The operator translates the spec into Agent.LoadModel RPCs against the agents that match nodeSelector.

Routing policy

apiVersion: cognitora.dev/v1alpha1
kind: RoutingPolicy
metadata:
  name: default
  namespace: cognitora
spec:
  scoreWeights: { kv: 0.7, load: 0.2, power: 0.05, capacity: 0.05 }
  admission: { maxQueue: 8192, ttftSloMs: 600 }
  cascade:   { enabled: true, confidenceThreshold: -1.2 }

Editing this resource updates the live router without restart — the operator publishes the JSON to etcd at /cognitora/routing/policy and cgn-router's arc_swap watcher picks up the new weights inside a second.

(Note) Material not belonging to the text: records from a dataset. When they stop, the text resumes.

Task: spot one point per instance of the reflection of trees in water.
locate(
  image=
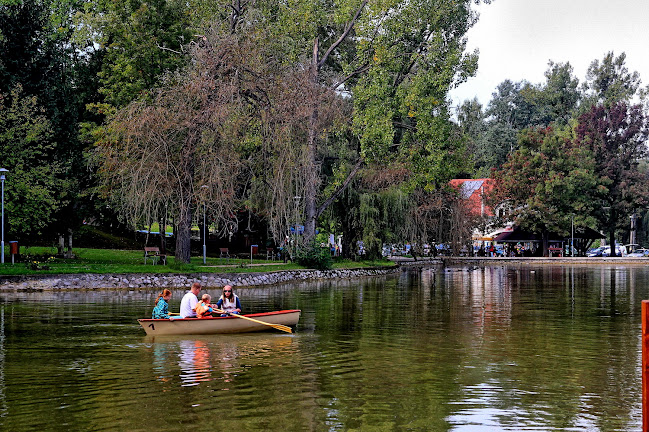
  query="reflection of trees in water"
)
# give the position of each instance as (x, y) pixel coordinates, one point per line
(560, 363)
(194, 362)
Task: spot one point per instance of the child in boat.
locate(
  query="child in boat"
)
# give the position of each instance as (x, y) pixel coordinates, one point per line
(229, 302)
(161, 309)
(204, 308)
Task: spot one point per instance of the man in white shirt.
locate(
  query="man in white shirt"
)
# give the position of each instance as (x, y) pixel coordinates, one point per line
(189, 301)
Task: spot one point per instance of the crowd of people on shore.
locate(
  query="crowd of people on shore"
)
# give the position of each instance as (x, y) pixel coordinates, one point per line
(191, 307)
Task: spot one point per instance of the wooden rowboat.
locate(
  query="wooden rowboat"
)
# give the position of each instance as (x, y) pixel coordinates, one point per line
(215, 325)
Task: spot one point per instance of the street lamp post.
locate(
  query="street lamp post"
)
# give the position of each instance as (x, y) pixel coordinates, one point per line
(572, 234)
(2, 239)
(204, 231)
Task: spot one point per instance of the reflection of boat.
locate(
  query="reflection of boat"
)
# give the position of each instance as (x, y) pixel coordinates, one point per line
(213, 325)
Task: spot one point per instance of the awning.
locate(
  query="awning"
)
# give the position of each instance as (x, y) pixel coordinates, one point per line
(519, 235)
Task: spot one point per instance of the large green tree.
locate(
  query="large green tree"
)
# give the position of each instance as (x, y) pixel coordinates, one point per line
(33, 187)
(547, 183)
(616, 135)
(38, 56)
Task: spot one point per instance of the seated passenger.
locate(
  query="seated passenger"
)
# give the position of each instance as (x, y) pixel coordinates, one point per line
(161, 309)
(204, 308)
(229, 302)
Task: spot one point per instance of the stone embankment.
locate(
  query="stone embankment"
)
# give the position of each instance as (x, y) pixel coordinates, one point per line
(137, 281)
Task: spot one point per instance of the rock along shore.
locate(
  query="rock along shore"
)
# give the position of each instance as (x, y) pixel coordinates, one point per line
(144, 281)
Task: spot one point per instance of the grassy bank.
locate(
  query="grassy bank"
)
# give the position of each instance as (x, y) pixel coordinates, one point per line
(40, 260)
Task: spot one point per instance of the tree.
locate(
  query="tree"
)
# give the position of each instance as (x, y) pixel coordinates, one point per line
(138, 42)
(546, 181)
(609, 82)
(39, 57)
(162, 149)
(616, 135)
(33, 187)
(560, 95)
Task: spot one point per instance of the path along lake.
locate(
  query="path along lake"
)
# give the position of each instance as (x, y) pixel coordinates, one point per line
(513, 347)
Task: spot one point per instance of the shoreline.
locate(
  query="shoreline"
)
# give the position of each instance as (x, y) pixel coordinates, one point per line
(96, 281)
(93, 281)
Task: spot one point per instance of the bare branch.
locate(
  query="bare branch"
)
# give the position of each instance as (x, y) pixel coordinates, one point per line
(343, 36)
(341, 189)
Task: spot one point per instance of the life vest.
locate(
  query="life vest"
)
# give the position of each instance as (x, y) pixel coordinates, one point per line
(203, 309)
(229, 305)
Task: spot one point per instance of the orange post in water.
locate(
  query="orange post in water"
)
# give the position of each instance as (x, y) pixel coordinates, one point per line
(645, 365)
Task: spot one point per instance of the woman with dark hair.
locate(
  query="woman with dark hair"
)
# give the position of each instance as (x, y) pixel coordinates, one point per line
(229, 301)
(161, 309)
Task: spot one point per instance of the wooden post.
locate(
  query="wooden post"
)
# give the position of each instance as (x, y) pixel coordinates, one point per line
(645, 365)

Exposing the OpenAI surface

The chart's router.service.type defaults to ClusterIP. To expose publicly:

helm upgrade cognitora ./deploy/kubernetes/helm/cognitora \
  --reuse-values \
  --set router.service.type=LoadBalancer

Or wire your existing IngressController:

router:
  ingress:
    enabled: true
    className: nginx
    host: api.example.com

Observability

Every binary exposes Prometheus on its admin port (:9091 for router/agent/kvcached, :9092 for metrics). The chart ships a PodMonitor (in templates/podmonitor.yaml, generated when the Prom operator CRDs are present).